The “little punk” is still alive because he encountered me and not the police. They would argue that my kind of restraint would get them killed; I’d say they’re too ready to use maximum force.

That encounter at the Y made me realize I’d better augment my 9 mm with nonlethal pepper spray and handcuffs so I’d have more options. One afternoon I was chatting with friends inside Les Amis when a distraught young man burst through the front entrance with a beer bottle in his hand. He rushed onto the wait-stand, broke off the neck of the bottle, and started screaming at the waitresses and cooks, waving the broken beer bottle at them. I approached so he couldn’t see me and grabbed him, pinning his arms to his sides, and threw him to the floor. He dropped the bottle to catch himself and then bolted out the door. Everyone was surprised mild-mannered Alan had done this. Surprised but happy.

Time passed. I lost the handcuffs, and the pepper spray turned stale. The 9 mm stayed locked in a filing cabinet. There have been other incidents, but nothing on the order of what happened to me last April 29. After thinking about the fellow who hit me in the back of the head I’ve come to the conclusion that if I’m going to help people in distress, then I better get some more pepper spray and another type of pistol-one I’m willing to use on a human. There is a pistol on the market that fires .410 shotgun shells, as well as .45 caliber bullets of the same diameter.

I’m thinking about using the .410 shells. A small amount of birdshot would hardly be lethal, but it would be loud, it would generate a huge muzzle flash, and it would hurt. It would be a convincing deterrent.

Some would argue that this arrangement won’t have the stopping power a “real” bullet would exert on the worst-case scenario: a 300-pound homicidal maniac on drugs. Maybe so, but I’m more worried about being able to keep multiple attackers at bay-a situation in which a mere taser would be inadequate. Not killing anyone is as much a priority as not getting myself-or an innocent victim-killed. Until I have to deal with a sniper, a shot pistol will be good enough for me.

Paying attention to your surroundings is the first line of defense. Avoidance is best. Running is good. If I ever again have to save someone from being raped or beaten, I promise to call 911 first, use my pepper spray, and perhaps, as a last resort, deploy my .45/.410.
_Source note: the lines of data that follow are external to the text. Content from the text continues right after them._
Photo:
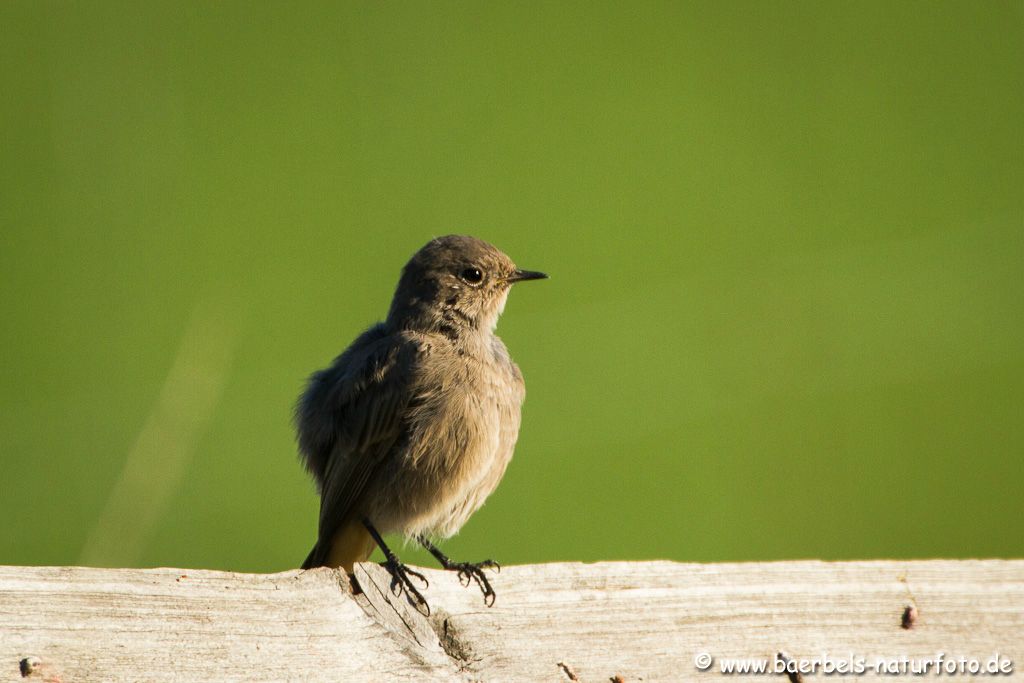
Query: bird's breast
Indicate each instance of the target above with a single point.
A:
(462, 435)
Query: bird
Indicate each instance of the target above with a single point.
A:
(412, 427)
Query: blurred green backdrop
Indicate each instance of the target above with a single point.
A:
(786, 243)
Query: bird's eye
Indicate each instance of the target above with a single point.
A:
(472, 275)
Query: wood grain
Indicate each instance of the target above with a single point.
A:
(638, 621)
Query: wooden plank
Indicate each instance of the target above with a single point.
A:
(639, 621)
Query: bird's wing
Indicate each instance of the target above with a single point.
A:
(361, 403)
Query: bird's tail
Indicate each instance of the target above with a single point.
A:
(350, 544)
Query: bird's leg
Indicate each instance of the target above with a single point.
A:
(399, 572)
(466, 570)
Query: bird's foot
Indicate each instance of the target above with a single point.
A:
(474, 571)
(400, 582)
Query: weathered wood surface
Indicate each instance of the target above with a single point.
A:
(638, 621)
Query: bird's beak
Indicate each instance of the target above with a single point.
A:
(520, 275)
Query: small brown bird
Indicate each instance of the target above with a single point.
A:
(412, 427)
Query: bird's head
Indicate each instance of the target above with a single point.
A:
(455, 285)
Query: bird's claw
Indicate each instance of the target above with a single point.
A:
(474, 571)
(400, 582)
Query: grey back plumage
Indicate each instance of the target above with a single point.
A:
(414, 423)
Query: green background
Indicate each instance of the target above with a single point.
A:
(785, 316)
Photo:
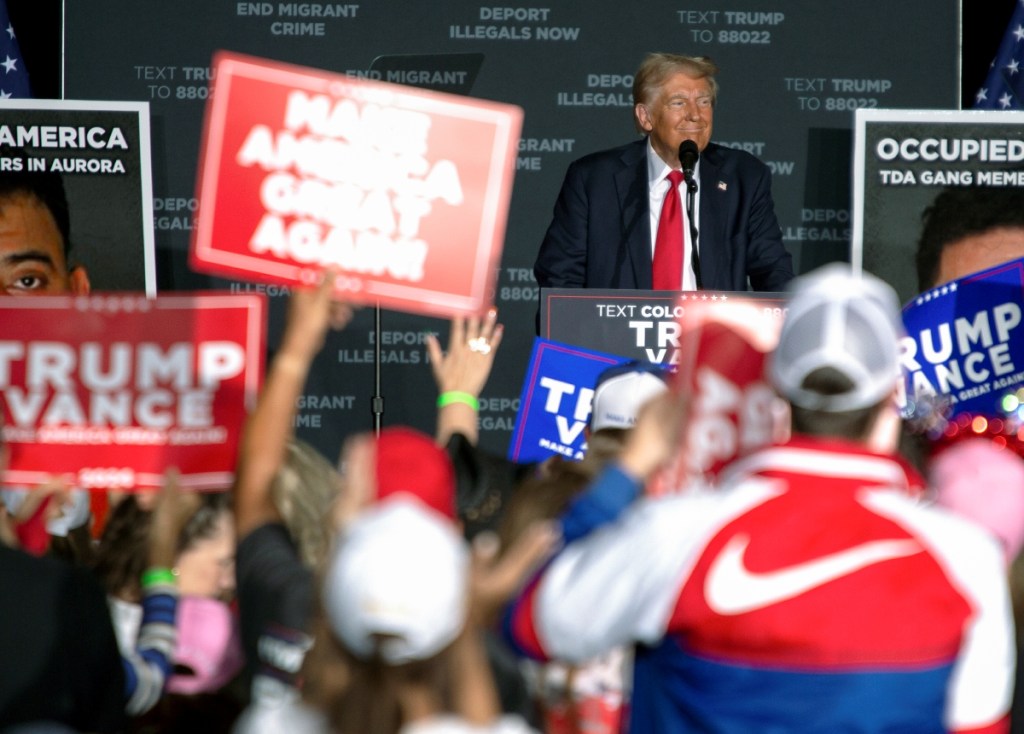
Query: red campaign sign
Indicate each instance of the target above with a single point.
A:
(724, 346)
(111, 390)
(406, 191)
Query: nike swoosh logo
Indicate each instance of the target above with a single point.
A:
(731, 589)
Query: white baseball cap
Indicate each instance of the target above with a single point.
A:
(400, 570)
(845, 321)
(622, 391)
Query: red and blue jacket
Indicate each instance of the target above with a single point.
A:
(810, 593)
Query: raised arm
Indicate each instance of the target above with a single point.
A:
(269, 427)
(462, 372)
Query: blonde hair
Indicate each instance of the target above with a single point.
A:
(303, 490)
(656, 68)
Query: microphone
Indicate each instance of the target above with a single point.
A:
(688, 157)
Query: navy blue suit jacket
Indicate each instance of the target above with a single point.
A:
(600, 233)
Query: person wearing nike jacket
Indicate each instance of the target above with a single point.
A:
(812, 592)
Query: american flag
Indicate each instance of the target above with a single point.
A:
(1004, 88)
(13, 77)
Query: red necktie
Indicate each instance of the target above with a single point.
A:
(668, 266)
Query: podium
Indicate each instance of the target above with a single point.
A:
(634, 324)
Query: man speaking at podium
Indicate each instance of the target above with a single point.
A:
(614, 226)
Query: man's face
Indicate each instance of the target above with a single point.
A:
(979, 252)
(682, 110)
(32, 258)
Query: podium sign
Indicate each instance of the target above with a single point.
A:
(637, 325)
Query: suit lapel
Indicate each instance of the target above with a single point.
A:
(634, 202)
(711, 238)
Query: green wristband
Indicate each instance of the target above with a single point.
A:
(156, 576)
(446, 398)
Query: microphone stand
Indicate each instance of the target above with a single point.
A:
(377, 401)
(691, 190)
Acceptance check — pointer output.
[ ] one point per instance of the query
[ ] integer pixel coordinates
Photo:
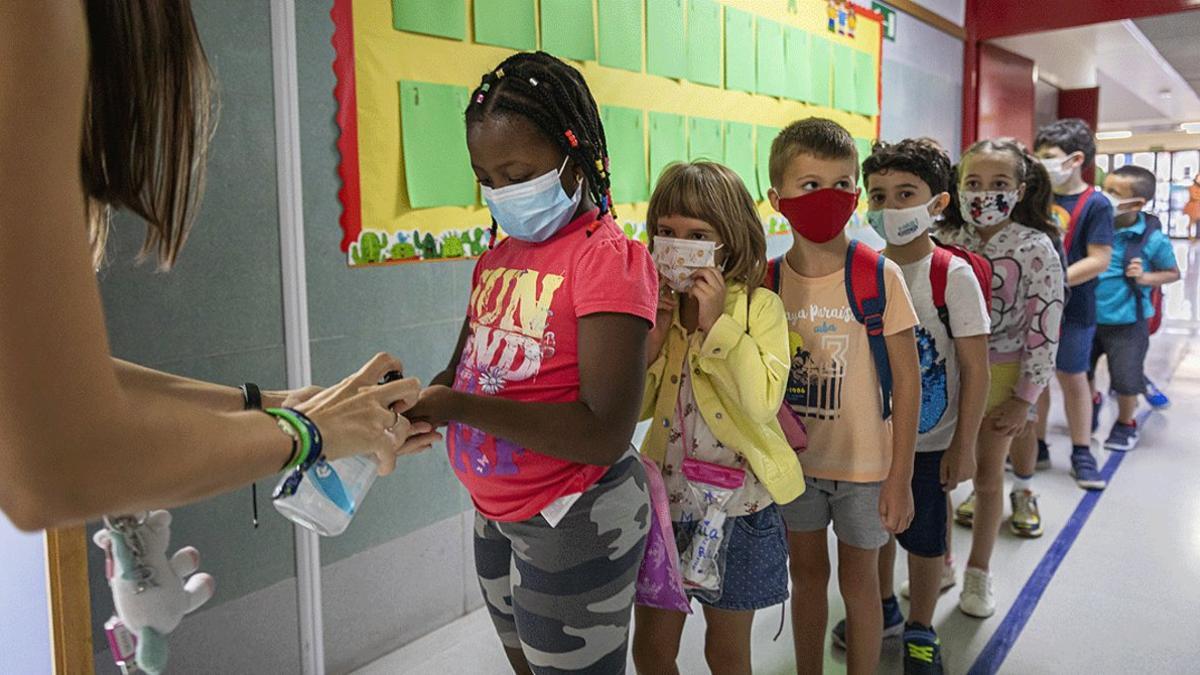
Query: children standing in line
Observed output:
(1066, 148)
(1005, 215)
(543, 389)
(858, 464)
(717, 377)
(1141, 257)
(907, 187)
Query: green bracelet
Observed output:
(299, 431)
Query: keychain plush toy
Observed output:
(149, 590)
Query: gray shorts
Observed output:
(852, 507)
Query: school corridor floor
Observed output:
(1113, 586)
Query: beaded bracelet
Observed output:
(311, 443)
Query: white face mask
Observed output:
(1059, 174)
(985, 209)
(1117, 202)
(901, 226)
(677, 260)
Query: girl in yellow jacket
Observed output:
(718, 369)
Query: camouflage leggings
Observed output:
(564, 595)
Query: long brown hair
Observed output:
(1036, 207)
(712, 192)
(148, 119)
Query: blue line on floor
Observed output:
(1009, 629)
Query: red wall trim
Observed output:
(1002, 18)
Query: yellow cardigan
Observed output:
(738, 380)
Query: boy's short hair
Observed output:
(1143, 180)
(1071, 135)
(923, 157)
(820, 137)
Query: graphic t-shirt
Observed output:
(1095, 226)
(526, 302)
(939, 360)
(833, 383)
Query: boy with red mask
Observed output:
(859, 458)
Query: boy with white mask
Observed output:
(909, 187)
(1066, 148)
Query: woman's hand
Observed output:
(435, 406)
(1009, 417)
(708, 288)
(358, 416)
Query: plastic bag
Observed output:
(659, 583)
(702, 562)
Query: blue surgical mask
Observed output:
(535, 209)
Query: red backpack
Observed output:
(940, 269)
(868, 299)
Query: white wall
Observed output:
(24, 614)
(922, 83)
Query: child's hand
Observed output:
(1134, 270)
(708, 288)
(433, 406)
(895, 505)
(1009, 417)
(958, 465)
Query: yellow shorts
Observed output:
(1003, 381)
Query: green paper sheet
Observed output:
(666, 53)
(769, 61)
(621, 34)
(443, 18)
(820, 71)
(437, 167)
(568, 29)
(797, 72)
(845, 96)
(703, 42)
(705, 139)
(739, 154)
(865, 72)
(667, 142)
(625, 131)
(507, 23)
(864, 150)
(766, 136)
(739, 51)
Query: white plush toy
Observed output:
(148, 590)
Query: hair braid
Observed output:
(556, 99)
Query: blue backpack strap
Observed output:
(868, 299)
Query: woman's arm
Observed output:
(595, 429)
(73, 443)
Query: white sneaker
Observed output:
(948, 581)
(977, 598)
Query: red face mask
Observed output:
(820, 215)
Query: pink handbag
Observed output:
(659, 581)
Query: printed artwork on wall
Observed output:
(406, 69)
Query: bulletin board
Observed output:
(675, 79)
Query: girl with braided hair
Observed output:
(544, 388)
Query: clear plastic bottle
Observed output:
(330, 493)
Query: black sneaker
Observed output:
(922, 651)
(893, 623)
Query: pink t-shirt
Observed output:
(526, 302)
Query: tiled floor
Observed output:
(1123, 599)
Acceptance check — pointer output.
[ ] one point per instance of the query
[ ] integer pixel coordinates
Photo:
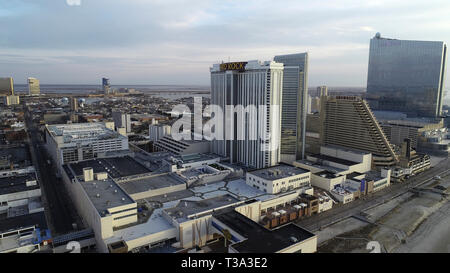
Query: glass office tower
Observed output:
(406, 76)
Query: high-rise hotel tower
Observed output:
(293, 117)
(406, 76)
(249, 84)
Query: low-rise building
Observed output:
(279, 178)
(82, 141)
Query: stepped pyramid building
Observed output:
(348, 122)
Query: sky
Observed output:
(175, 42)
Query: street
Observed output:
(59, 213)
(341, 212)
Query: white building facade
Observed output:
(249, 84)
(77, 142)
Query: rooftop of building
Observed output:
(16, 154)
(248, 65)
(116, 167)
(150, 183)
(23, 221)
(106, 194)
(82, 131)
(260, 239)
(18, 183)
(185, 208)
(335, 159)
(278, 172)
(191, 158)
(327, 174)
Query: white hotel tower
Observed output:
(256, 84)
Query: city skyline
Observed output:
(174, 43)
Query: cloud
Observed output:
(162, 41)
(73, 2)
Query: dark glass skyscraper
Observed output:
(406, 76)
In addition to psychological trauma, I also now have $38,000 in medical bills to deal with. My present battle is with the insurance company. Tracey has left Austin and is receiving counseling. My attacker is in prison. Tracey’s attackers are at large.

A word of caution. Anyone who owns any kind of firearm must keep it under control. If it is at home, it must be locked up in such a way that no unauthorized persons can unlock it.

When I was a boy, I kept my .22 rifle and my .410 shotgun in my closet. Children were not shooting children in those days. I didn’t own a bicycle lock, either, because no one was stealing bicycles where I lived. No one worried about their children going “trick or treating.” Those days are gone. I wish we had them back. Until they return, I’m relying on more than wishes.

Alan Pogue has photographed for social justice organizations since 1968. He studied martial arts intensively at John Blankenship’s Cha Yon Ryu and Jo Birdsong’s Aikido of Austin. He apologizes to them for his recent lapse in attention.